Critical care nurse’s generosity inspired by Good Samaritan community
Today marks the first anniversary of when two new floors opened for care in MultiCare Good Samaritan Hospital’s Dally Tower. To celebrate, we’re spotlighting the support we received from the community — and our own employees — to make those new floors possible.
Ask critical care nurse manager, Janine Sanderson, about her 30-plus-year nursing career at MultiCare Good Samaritan Hospital and she’ll have a story for you — from her first balloon pump (in Room 261, she remembers exactly) to the time she helped a couple in their last hours together.
Sanderson’s interest in the nursing profession began when she was 19 years old.

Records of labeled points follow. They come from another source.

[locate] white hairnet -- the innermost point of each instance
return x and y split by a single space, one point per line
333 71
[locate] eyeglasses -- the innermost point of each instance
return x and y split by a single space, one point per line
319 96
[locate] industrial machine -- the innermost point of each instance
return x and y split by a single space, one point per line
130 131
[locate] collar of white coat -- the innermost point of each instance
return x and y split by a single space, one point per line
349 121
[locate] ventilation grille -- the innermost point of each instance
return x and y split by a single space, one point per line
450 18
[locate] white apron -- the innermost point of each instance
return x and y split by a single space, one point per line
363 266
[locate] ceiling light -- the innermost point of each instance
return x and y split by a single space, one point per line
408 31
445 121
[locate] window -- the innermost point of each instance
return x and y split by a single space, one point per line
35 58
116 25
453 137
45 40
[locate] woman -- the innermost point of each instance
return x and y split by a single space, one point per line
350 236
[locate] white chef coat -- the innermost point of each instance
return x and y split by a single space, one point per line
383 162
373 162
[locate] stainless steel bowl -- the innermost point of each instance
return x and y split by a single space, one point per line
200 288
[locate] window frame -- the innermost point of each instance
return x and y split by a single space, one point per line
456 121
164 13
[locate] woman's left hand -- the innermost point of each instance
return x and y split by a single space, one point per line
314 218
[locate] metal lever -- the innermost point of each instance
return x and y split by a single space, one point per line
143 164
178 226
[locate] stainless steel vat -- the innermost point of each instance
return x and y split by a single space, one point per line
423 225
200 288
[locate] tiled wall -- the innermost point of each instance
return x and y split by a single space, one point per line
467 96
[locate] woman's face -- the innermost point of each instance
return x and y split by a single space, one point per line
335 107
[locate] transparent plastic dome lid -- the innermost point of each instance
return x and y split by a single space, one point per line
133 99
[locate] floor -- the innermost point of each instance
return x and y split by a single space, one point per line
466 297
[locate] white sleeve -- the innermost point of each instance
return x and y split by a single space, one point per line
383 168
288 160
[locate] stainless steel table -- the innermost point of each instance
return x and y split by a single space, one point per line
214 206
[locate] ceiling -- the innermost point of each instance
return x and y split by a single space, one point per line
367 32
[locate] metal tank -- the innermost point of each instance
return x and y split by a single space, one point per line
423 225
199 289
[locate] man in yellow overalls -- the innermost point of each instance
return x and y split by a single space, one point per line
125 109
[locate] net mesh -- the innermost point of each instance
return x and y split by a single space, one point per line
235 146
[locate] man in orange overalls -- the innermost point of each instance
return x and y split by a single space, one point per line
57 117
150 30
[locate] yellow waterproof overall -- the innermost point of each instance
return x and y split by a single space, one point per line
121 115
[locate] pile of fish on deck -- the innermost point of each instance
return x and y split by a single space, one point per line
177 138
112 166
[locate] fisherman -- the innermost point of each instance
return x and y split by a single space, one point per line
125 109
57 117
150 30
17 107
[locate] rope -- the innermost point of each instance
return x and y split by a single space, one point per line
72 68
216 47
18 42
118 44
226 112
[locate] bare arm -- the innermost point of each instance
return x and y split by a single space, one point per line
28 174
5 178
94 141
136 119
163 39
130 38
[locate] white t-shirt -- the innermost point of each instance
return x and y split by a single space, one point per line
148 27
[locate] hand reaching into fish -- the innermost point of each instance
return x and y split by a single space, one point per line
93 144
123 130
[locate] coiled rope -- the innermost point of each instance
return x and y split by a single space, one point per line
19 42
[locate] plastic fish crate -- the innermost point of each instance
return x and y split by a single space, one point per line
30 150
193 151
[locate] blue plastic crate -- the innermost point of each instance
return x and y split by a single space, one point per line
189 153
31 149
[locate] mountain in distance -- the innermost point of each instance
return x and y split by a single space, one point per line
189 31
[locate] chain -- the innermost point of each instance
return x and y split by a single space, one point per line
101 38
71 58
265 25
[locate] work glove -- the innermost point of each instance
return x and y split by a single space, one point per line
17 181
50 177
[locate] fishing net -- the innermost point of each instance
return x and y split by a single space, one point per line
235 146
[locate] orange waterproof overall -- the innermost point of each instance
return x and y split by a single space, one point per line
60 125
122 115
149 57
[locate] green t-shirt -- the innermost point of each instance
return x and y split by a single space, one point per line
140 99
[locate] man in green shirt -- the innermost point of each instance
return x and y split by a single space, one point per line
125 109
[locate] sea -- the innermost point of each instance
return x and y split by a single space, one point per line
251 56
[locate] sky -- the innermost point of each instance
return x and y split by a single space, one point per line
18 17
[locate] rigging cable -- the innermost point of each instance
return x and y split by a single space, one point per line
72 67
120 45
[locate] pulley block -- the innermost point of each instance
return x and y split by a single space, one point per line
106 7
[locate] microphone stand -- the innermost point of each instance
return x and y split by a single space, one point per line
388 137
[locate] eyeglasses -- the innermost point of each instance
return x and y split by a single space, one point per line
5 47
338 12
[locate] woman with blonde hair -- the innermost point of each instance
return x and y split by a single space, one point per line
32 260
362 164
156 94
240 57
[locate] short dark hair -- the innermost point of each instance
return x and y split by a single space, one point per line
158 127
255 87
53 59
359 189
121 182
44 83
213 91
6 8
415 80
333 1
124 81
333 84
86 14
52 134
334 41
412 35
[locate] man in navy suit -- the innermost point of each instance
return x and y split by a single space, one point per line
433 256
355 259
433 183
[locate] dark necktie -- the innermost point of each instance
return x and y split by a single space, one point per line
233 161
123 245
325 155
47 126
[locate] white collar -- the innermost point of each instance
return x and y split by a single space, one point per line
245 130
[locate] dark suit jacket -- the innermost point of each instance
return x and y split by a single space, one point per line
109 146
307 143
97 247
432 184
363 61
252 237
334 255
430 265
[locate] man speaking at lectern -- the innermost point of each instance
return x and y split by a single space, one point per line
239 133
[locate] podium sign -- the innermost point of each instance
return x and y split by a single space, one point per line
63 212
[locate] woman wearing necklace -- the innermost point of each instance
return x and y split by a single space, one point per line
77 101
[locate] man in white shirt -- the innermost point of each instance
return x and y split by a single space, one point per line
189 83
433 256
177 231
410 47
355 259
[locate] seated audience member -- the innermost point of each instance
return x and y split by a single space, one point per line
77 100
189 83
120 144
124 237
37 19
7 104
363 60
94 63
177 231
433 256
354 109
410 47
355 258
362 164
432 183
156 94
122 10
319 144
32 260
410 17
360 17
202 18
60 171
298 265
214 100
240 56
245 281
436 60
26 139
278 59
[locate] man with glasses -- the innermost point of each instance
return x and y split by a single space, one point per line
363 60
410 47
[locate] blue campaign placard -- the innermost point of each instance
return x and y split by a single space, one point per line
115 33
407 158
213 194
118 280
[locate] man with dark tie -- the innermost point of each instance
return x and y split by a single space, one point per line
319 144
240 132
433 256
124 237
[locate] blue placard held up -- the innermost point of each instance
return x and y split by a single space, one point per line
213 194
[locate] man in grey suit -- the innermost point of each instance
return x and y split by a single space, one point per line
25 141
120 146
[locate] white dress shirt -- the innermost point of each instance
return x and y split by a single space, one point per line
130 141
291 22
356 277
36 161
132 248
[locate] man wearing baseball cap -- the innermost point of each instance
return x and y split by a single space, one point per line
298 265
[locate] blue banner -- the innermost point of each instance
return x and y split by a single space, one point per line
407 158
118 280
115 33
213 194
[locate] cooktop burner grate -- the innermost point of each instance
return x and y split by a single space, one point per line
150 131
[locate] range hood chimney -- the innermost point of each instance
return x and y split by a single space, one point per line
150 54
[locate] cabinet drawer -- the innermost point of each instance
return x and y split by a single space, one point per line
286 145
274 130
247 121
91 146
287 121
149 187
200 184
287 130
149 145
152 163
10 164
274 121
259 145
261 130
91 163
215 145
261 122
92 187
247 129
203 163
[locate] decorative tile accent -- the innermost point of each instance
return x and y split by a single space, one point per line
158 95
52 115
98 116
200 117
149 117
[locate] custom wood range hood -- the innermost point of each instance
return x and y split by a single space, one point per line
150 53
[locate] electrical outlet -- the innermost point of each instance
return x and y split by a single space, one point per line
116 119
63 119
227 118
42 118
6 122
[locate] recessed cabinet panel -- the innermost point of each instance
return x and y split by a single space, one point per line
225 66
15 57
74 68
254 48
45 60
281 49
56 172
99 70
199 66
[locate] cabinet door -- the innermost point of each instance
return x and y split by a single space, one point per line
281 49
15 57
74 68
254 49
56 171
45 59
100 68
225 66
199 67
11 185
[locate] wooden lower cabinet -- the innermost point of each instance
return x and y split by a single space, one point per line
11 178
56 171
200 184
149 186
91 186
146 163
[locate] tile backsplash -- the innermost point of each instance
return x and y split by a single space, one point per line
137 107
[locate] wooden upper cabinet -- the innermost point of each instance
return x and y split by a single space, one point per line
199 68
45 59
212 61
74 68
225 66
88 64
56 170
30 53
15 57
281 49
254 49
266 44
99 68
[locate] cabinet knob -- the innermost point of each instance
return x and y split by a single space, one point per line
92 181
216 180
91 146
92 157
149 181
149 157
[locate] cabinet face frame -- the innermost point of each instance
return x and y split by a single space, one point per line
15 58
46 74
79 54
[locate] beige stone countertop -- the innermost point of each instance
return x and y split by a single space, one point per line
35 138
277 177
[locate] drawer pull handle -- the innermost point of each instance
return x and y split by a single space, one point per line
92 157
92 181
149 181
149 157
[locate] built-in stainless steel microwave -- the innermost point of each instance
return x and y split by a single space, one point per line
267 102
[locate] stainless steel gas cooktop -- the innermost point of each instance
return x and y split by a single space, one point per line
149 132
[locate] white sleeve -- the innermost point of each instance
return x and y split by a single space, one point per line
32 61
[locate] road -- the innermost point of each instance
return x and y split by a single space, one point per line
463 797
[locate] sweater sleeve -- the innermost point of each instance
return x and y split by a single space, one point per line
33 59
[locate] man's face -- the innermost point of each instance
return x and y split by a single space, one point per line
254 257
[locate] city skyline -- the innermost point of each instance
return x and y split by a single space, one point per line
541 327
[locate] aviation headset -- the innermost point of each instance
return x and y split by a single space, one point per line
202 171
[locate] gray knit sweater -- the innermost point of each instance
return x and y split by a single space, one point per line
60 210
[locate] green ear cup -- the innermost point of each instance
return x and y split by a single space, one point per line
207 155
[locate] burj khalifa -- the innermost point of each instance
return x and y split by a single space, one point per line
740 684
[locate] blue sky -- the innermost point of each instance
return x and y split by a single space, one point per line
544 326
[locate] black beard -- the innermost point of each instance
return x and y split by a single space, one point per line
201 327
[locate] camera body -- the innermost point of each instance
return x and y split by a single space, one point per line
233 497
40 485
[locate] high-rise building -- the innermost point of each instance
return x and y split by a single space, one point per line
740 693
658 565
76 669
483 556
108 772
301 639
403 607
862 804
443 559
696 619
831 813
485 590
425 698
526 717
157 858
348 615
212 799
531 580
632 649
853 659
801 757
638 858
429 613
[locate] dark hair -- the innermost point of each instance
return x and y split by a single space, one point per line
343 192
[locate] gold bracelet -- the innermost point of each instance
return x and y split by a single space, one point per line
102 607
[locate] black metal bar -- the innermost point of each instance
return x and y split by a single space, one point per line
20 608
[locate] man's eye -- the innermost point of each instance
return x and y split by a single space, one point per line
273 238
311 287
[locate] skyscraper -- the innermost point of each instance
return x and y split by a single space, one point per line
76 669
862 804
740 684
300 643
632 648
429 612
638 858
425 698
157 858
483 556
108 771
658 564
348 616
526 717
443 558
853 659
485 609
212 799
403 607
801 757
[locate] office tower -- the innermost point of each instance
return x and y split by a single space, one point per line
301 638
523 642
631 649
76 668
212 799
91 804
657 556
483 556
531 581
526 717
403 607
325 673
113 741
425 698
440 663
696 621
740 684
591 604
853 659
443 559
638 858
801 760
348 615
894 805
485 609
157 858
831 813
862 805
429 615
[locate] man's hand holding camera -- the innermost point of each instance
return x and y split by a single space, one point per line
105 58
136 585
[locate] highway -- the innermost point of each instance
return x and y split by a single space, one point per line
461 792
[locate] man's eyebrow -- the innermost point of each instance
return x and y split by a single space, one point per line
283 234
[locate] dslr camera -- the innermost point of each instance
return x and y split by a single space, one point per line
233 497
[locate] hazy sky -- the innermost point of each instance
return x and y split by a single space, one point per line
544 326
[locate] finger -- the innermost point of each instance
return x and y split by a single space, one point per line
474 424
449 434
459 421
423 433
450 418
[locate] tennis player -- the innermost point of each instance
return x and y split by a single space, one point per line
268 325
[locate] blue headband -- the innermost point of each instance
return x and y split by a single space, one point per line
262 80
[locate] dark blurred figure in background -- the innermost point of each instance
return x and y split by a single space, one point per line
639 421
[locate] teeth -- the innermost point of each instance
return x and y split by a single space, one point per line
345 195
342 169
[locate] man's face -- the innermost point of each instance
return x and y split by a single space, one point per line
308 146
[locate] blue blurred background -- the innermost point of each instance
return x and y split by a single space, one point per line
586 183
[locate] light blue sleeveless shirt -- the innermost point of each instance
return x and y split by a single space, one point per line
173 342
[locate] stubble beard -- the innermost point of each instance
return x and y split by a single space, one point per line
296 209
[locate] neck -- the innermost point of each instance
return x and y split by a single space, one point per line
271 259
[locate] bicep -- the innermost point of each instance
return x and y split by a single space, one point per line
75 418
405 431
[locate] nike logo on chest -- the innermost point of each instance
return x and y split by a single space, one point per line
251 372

Her younger brother was in a tragic accident that brought him to an intensive care unit (ICU) where he passed away suddenly and with little explanation from the team who provided his care. The experience was traumatic for her entire family, and served as a turning point for Janine.
“I knew that I was going to be in health care and I knew that I wanted to help people because of the devastation my family experienced,” Sanderson says. “I decided then and there that I wanted to work in critical care, I didn’t want another family to experience what mine did.”
Over her 30-year career at Good Samaritan, Sanderson has been a part of the hospital’s growing impact on the community through projects focused on streamlining and improving care for patients and caregivers.
“I can still walk through parts of the hospital and see all of the improvements that I was a part of,” Sanderson says.
She specifically recalls making plans on a single scrap of paper when the concept of Dally Tower was just a dream.
“I remember writing out a diagram of what we wanted for this proposed tower,” she says. “We traveled to many places, touring other ICUs and talking to experts in the field. We quickly realized the physical space was only part of it. My interests really began to grow to workflows, resources and communication.”
In October 2018, she witnessed that work come to fruition with the opening of the top two floors of Dally Tower, an expansion that allows her and other nurses to continue to provide the best possible care for patients and their families.
“Every detail from how the room is set up, to the ability to control lighting translates to more time for patients and higher quality care,” Sanderson says.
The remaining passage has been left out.